Film o "Pałacu Putina" robi furorę na You Tube. Nawalny nie odpuszcza

Prywatny teatr, kasyno, baseny, to tylko część wielkiego przepychu, który wypełniać ma wycenianą nawet na 1,35 mld dol. nieruchomość nazywaną "Pałacem Putina". Aleksiej Nawalny, rosyjski opozycjonista, przekonuje, że to siedziba rosyjskiego prezydenta. Film na ten temat, który opublikował na You Tube, miał już ponad 85 mln odtworzeń.

Media obiegła w ostatnich dniach informacja o aresztowaniu Aleksieja Nawalnego. Do akcji służb doszło bezpośrednio po powrocie mężczyzny z Berlina, gdzie był leczony po otruciu "nowiczokiem", środkiem bojowym stosowanym przez armię. Nawalny jest teraz w rosyjskim areszcie, działa jednak jego Fundacja Walki z Korupcją.

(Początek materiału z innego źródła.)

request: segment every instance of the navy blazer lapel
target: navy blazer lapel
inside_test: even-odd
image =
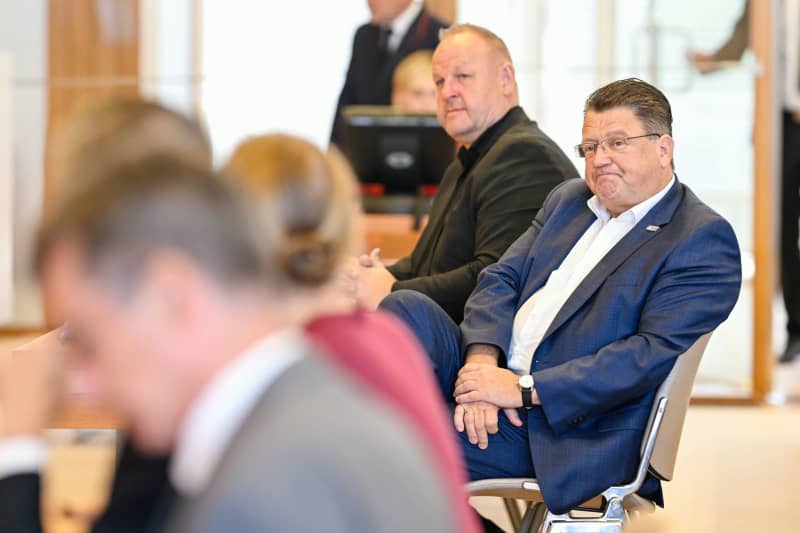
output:
[[[675,210],[683,199],[683,186],[675,180],[672,189],[661,201],[656,204],[647,215],[640,220],[631,231],[625,235],[599,263],[589,272],[584,280],[575,288],[567,301],[558,311],[547,332],[542,337],[542,341],[556,331],[569,317],[575,314],[578,309],[600,288],[600,285],[636,250],[647,241],[658,235],[661,226],[672,220]],[[577,225],[577,224],[576,224]],[[658,227],[652,231],[653,227]],[[650,229],[648,229],[650,228]],[[570,247],[569,250],[572,248]],[[567,250],[567,252],[569,252]],[[541,343],[539,344],[541,346]]]
[[[550,274],[564,261],[581,235],[595,221],[594,213],[586,206],[586,199],[590,197],[591,194],[581,197],[565,209],[557,220],[545,222],[547,231],[539,235],[537,245],[530,252],[533,261],[528,266],[527,282],[518,300],[517,310],[534,292],[542,288]]]

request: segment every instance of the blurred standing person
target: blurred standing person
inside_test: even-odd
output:
[[[433,50],[445,24],[422,0],[367,0],[372,18],[356,30],[350,65],[336,105],[331,142],[344,145],[342,109],[349,105],[389,105],[392,73],[416,50]]]
[[[749,45],[750,0],[745,1],[728,39],[716,51],[691,51],[689,60],[702,74],[716,72],[721,62],[738,61]],[[788,339],[781,363],[800,356],[800,2],[783,0],[780,18],[778,83],[782,84],[783,123],[781,142],[781,237],[780,268],[783,302],[786,306]]]

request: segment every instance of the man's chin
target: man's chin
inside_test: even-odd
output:
[[[470,129],[464,124],[454,124],[451,121],[445,124],[444,131],[447,132],[450,138],[463,143],[463,139],[469,134]]]
[[[617,176],[609,174],[607,176],[597,176],[594,179],[594,193],[601,200],[604,198],[613,198],[616,196],[619,187],[616,183]]]

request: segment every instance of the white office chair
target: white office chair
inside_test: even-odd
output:
[[[620,532],[639,513],[650,513],[655,504],[636,495],[648,471],[670,481],[675,470],[678,444],[689,406],[697,367],[711,333],[700,337],[685,353],[658,388],[650,421],[644,432],[641,460],[636,477],[628,484],[609,487],[602,494],[561,515],[547,510],[539,485],[533,478],[482,479],[467,484],[470,496],[503,498],[511,523],[520,533]],[[521,516],[517,500],[529,502]]]

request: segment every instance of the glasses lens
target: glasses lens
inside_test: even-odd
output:
[[[628,139],[625,137],[609,137],[605,140],[605,144],[614,152],[621,152],[628,146]]]

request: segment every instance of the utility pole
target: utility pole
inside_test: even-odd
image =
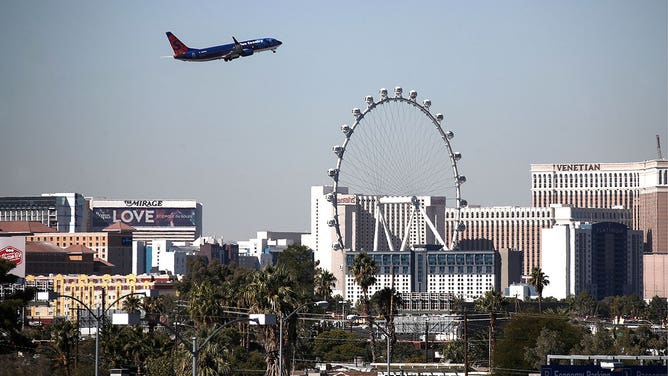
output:
[[[469,376],[469,317],[464,311],[464,376]]]
[[[429,363],[429,319],[424,322],[424,362]]]
[[[385,324],[385,335],[387,336],[387,376],[390,376],[390,364],[392,363],[392,350],[394,349],[391,346],[391,341],[394,338],[390,338],[390,326],[392,326],[392,335],[396,333],[394,330],[394,264],[390,265],[390,274],[392,279],[390,280],[390,314],[388,315],[390,320]]]

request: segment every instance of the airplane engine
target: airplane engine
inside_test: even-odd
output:
[[[252,48],[244,48],[241,50],[241,56],[250,56],[255,52]]]

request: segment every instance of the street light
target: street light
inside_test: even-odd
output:
[[[306,307],[306,306],[315,306],[315,307],[322,307],[326,308],[329,303],[326,300],[319,300],[317,302],[308,302],[300,305],[297,307],[294,311],[292,311],[289,315],[280,318],[278,321],[278,375],[283,376],[283,322],[292,317],[295,313],[297,313],[300,309]]]
[[[95,376],[99,375],[99,366],[100,366],[100,320],[103,319],[106,316],[107,311],[114,306],[117,302],[119,302],[121,299],[127,298],[128,296],[132,295],[142,295],[146,296],[144,292],[131,292],[129,294],[121,295],[119,298],[111,302],[108,307],[104,306],[104,295],[106,294],[106,289],[102,288],[102,312],[100,313],[100,309],[98,308],[98,314],[96,315],[95,312],[84,302],[82,302],[79,298],[70,296],[70,295],[62,295],[57,292],[49,292],[47,294],[46,300],[54,300],[54,299],[59,299],[59,298],[68,298],[72,299],[79,304],[81,304],[88,313],[90,313],[91,316],[95,319]]]
[[[211,338],[213,338],[216,334],[218,334],[218,332],[220,332],[221,329],[223,329],[227,326],[230,326],[234,323],[237,323],[239,321],[253,321],[256,324],[259,324],[259,320],[257,318],[250,318],[250,317],[240,317],[240,318],[234,319],[232,321],[228,321],[225,324],[223,324],[223,325],[217,327],[216,329],[214,329],[214,331],[211,332],[211,334],[209,334],[209,336],[206,337],[204,342],[202,342],[200,345],[197,344],[197,337],[195,337],[195,336],[190,337],[192,342],[188,342],[185,338],[183,338],[181,336],[181,334],[178,332],[178,330],[172,328],[171,326],[169,326],[169,325],[167,325],[167,324],[165,324],[161,321],[157,321],[157,323],[159,325],[162,325],[163,327],[167,328],[170,332],[174,333],[176,338],[178,338],[179,341],[181,341],[181,343],[183,343],[185,345],[186,350],[188,350],[190,352],[190,354],[192,354],[192,356],[193,356],[193,376],[197,376],[197,356],[199,355],[199,351],[204,346],[206,346],[206,344],[209,343]]]

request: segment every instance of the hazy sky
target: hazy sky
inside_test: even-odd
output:
[[[204,232],[309,231],[309,187],[365,95],[447,116],[471,204],[530,203],[529,165],[668,154],[665,0],[3,1],[0,195],[195,199]],[[274,37],[276,54],[171,58]]]

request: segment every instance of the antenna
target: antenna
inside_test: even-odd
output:
[[[663,159],[663,153],[661,153],[661,139],[659,135],[656,135],[656,153],[659,155],[659,159]]]

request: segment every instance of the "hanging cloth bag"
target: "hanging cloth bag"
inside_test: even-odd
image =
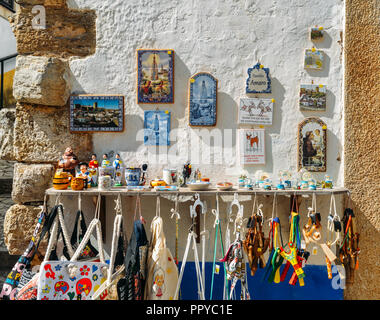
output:
[[[98,196],[95,217],[70,261],[44,261],[40,267],[37,300],[91,300],[107,278],[108,265],[104,260]],[[100,262],[78,261],[91,233],[96,230]]]
[[[74,250],[76,250],[81,243],[84,235],[87,231],[87,225],[82,211],[82,197],[78,195],[78,211],[76,213],[74,228],[71,235],[70,243]],[[78,260],[93,259],[98,255],[98,250],[91,244],[91,240],[88,240],[83,251],[81,252]]]
[[[140,219],[136,219],[137,208]],[[148,238],[141,215],[140,197],[136,198],[133,231],[125,254],[125,277],[117,283],[119,300],[143,300],[146,279]]]
[[[56,205],[52,209],[51,214],[46,218],[44,227],[41,231],[40,239],[35,247],[33,255],[37,252],[37,249],[40,245],[41,240],[44,238],[46,232],[49,233],[49,242],[46,249],[44,260],[59,260],[57,254],[57,245],[59,236],[62,235],[64,243],[64,251],[67,253],[67,256],[70,257],[74,254],[68,238],[67,229],[64,222],[63,216],[63,206],[59,204],[60,197],[56,199]],[[63,253],[63,252],[62,252]],[[61,259],[66,259],[65,255],[61,256]],[[15,300],[36,300],[37,299],[37,289],[38,289],[38,280],[40,273],[35,272],[34,269],[38,268],[35,266],[32,270],[26,270],[28,272],[30,280],[21,288],[15,297]],[[24,276],[24,274],[23,274]]]
[[[44,238],[46,232],[48,232],[51,227],[51,223],[49,223],[49,217],[52,217],[54,215],[55,218],[56,213],[57,208],[55,207],[51,210],[50,215],[47,215],[45,197],[44,205],[41,207],[41,212],[38,216],[38,222],[34,228],[32,239],[30,240],[29,245],[24,253],[17,260],[11,272],[5,279],[2,291],[0,293],[0,299],[14,300],[16,298],[17,292],[33,278],[34,274],[31,271],[32,261],[35,254],[37,253],[41,239]],[[41,229],[42,224],[43,227],[40,234],[40,240],[37,242],[37,235]]]
[[[147,260],[145,300],[173,300],[178,282],[178,268],[168,247],[160,216],[160,198],[157,197],[156,216],[150,231],[152,239]]]

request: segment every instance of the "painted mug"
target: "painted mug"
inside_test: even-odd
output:
[[[113,179],[111,176],[101,176],[99,177],[99,190],[108,190],[113,186]]]
[[[125,169],[125,180],[127,186],[138,186],[140,185],[141,178],[141,168],[126,168]]]
[[[170,186],[177,183],[177,169],[164,169],[162,175],[167,185]]]

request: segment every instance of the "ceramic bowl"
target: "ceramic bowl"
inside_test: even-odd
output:
[[[216,184],[216,187],[218,188],[218,190],[226,191],[232,189],[233,184],[231,182],[218,182]]]
[[[199,181],[199,182],[189,182],[187,186],[190,190],[202,191],[207,190],[210,187],[210,182]]]

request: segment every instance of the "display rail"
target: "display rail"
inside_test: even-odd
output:
[[[192,194],[200,194],[200,195],[214,195],[218,193],[219,195],[234,195],[235,193],[238,193],[239,195],[290,195],[290,196],[302,196],[302,195],[331,195],[331,194],[348,194],[349,190],[346,188],[333,188],[333,189],[317,189],[317,190],[293,190],[293,189],[287,189],[287,190],[263,190],[263,189],[253,189],[253,190],[244,190],[244,189],[236,189],[233,188],[231,190],[218,190],[210,188],[208,190],[202,190],[202,191],[195,191],[190,190],[188,188],[179,188],[177,191],[155,191],[152,190],[143,190],[143,191],[135,191],[135,190],[128,190],[126,187],[119,187],[119,188],[111,188],[109,190],[99,190],[97,188],[89,188],[86,190],[80,190],[75,191],[71,189],[66,190],[56,190],[54,188],[50,188],[46,190],[47,195],[78,195],[81,193],[82,195],[89,195],[89,196],[95,196],[95,195],[102,195],[102,196],[116,196],[119,194],[122,195],[143,195],[143,196],[155,196],[155,195],[192,195]]]

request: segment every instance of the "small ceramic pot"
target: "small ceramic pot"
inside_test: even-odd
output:
[[[81,177],[73,177],[71,179],[71,190],[83,190],[85,185],[85,179]]]
[[[53,188],[56,190],[66,190],[70,185],[72,175],[68,172],[57,170],[53,178]]]

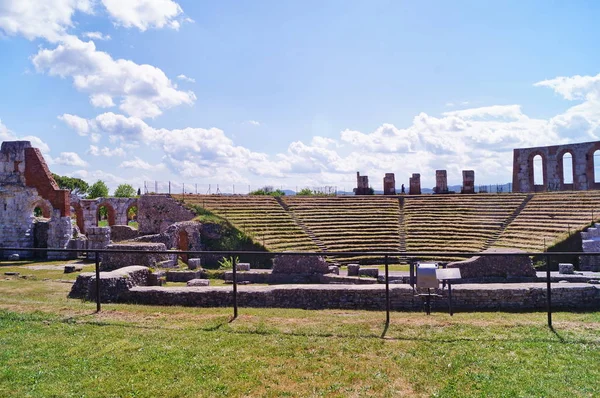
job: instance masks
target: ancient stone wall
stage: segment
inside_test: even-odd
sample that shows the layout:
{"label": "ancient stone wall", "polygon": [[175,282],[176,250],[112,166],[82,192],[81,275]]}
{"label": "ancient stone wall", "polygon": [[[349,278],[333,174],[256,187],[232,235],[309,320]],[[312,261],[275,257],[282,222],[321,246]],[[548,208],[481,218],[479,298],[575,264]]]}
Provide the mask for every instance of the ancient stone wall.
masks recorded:
{"label": "ancient stone wall", "polygon": [[[33,211],[50,218],[49,248],[66,248],[72,237],[68,191],[58,189],[39,152],[29,141],[7,141],[0,147],[0,245],[34,246]],[[69,220],[67,222],[67,220]],[[15,252],[29,258],[31,252]],[[0,253],[0,257],[13,254]]]}
{"label": "ancient stone wall", "polygon": [[420,195],[421,194],[421,174],[413,173],[409,179],[409,195]]}
{"label": "ancient stone wall", "polygon": [[394,173],[385,173],[385,177],[383,177],[383,194],[396,194],[396,179],[394,177]]}
{"label": "ancient stone wall", "polygon": [[448,173],[446,170],[435,171],[435,193],[448,193]]}
{"label": "ancient stone wall", "polygon": [[462,171],[462,189],[461,193],[475,193],[475,171],[474,170],[463,170]]}
{"label": "ancient stone wall", "polygon": [[368,195],[371,193],[369,189],[369,176],[361,176],[358,171],[356,172],[356,189],[354,193],[356,195]]}
{"label": "ancient stone wall", "polygon": [[[488,249],[484,253],[522,253],[518,249]],[[448,264],[448,268],[459,268],[464,279],[480,277],[510,278],[535,276],[535,269],[528,256],[477,256]]]}
{"label": "ancient stone wall", "polygon": [[[137,198],[96,198],[96,199],[78,199],[72,198],[71,206],[77,214],[77,225],[82,233],[87,233],[88,229],[98,226],[98,210],[106,206],[108,210],[108,225],[127,225],[129,209],[133,206],[138,207]],[[139,214],[139,207],[138,207]],[[80,222],[80,217],[82,222]]]}
{"label": "ancient stone wall", "polygon": [[[513,192],[600,189],[600,183],[595,182],[594,175],[594,153],[599,149],[600,141],[515,149]],[[565,183],[563,157],[566,154],[572,157],[572,184]],[[534,158],[538,155],[542,160],[543,181],[535,181],[537,184],[534,184]]]}
{"label": "ancient stone wall", "polygon": [[138,224],[140,234],[158,234],[171,224],[189,221],[196,217],[170,195],[142,195],[138,198]]}

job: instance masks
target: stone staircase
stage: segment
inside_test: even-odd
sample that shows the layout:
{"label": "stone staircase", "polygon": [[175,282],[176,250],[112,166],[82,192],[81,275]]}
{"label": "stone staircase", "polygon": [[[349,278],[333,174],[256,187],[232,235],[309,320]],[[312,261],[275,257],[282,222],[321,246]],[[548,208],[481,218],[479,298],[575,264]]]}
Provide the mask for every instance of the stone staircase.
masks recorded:
{"label": "stone staircase", "polygon": [[529,194],[525,197],[525,199],[523,199],[523,202],[519,205],[519,207],[517,207],[515,211],[513,211],[512,214],[508,216],[506,220],[504,220],[504,222],[500,225],[496,232],[488,238],[488,240],[483,245],[481,251],[489,249],[494,243],[496,243],[496,241],[500,238],[500,235],[502,235],[506,227],[508,227],[510,223],[512,223],[515,220],[515,218],[517,218],[519,214],[521,214],[521,212],[523,211],[525,206],[527,206],[527,203],[529,203],[531,199],[533,199],[533,194]]}
{"label": "stone staircase", "polygon": [[283,201],[283,199],[281,199],[281,197],[279,196],[275,196],[275,200],[277,201],[277,203],[279,203],[279,205],[281,206],[281,208],[283,210],[285,210],[285,212],[287,214],[289,214],[290,217],[292,217],[292,220],[294,220],[294,222],[296,223],[296,225],[298,225],[306,235],[308,235],[309,238],[312,239],[312,241],[315,243],[315,245],[317,245],[317,247],[319,248],[320,251],[322,251],[323,253],[327,253],[327,247],[325,246],[325,244],[323,243],[323,241],[321,241],[321,239],[319,239],[307,226],[306,224],[304,224],[304,222],[302,222],[302,220],[300,220],[298,217],[296,217],[296,214],[294,214],[293,211],[291,211],[290,207],[287,205],[287,203],[285,203]]}
{"label": "stone staircase", "polygon": [[[600,224],[595,223],[594,226],[586,228],[581,232],[581,250],[584,253],[600,251]],[[600,257],[596,256],[580,256],[579,269],[581,271],[600,271]]]}
{"label": "stone staircase", "polygon": [[[406,226],[404,224],[404,198],[398,198],[398,233],[400,236],[399,250],[406,252]],[[408,257],[399,256],[400,263],[408,263]]]}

Czy tak wygląda "Pałac Putina"? Rzecznik Kremla zdecydowanie zaprzecza

W minionym tygodniu fundacja opublikowała film, w którym porusza m.in. kwestię bogactwa rosyjskiego prezydenta. Do przywódcy Rosji ma należeć m.in. "Pałac Putina", rezydencja warta wedle szacunków nawet 1,35 mld dol., położona pod Gelendżykiem, w pobliżu kurortu morskiego u wybrzeża Morza Czarnego. Według fundacji Nawalnego, pałac jest finansowany przez rosyjskie firmy państwowe Rosnieft i Transnieft. Na czele spółek stoją bliscy przyjaciele Putina: Igor Sieczin i Nikołaj Tokarjew.

>> Eleganckie i ciekawe kolekcje mebli znajdziesz na Abra Meble

Pierwsze doniesienia o tym, że w rezydencji stylizowanej na włoski dworek, ma mieszkać Putin, pojawiły się przed dekadą. Sekrety prezydenta zdradził jego dawny sojusznik, biznesmen Siergiej Kolesnikow. Za łańcuchem licznych spółek zaangażowanych w budowę stać miały ostatecznie rosyjskie władze i państwowe firmy. Mechanizm wyprowadzania pieniędzy miał polegać m.in. na sprzedaży szpitalom sprzętu medycznego po bardzo zawyżonych cenach. 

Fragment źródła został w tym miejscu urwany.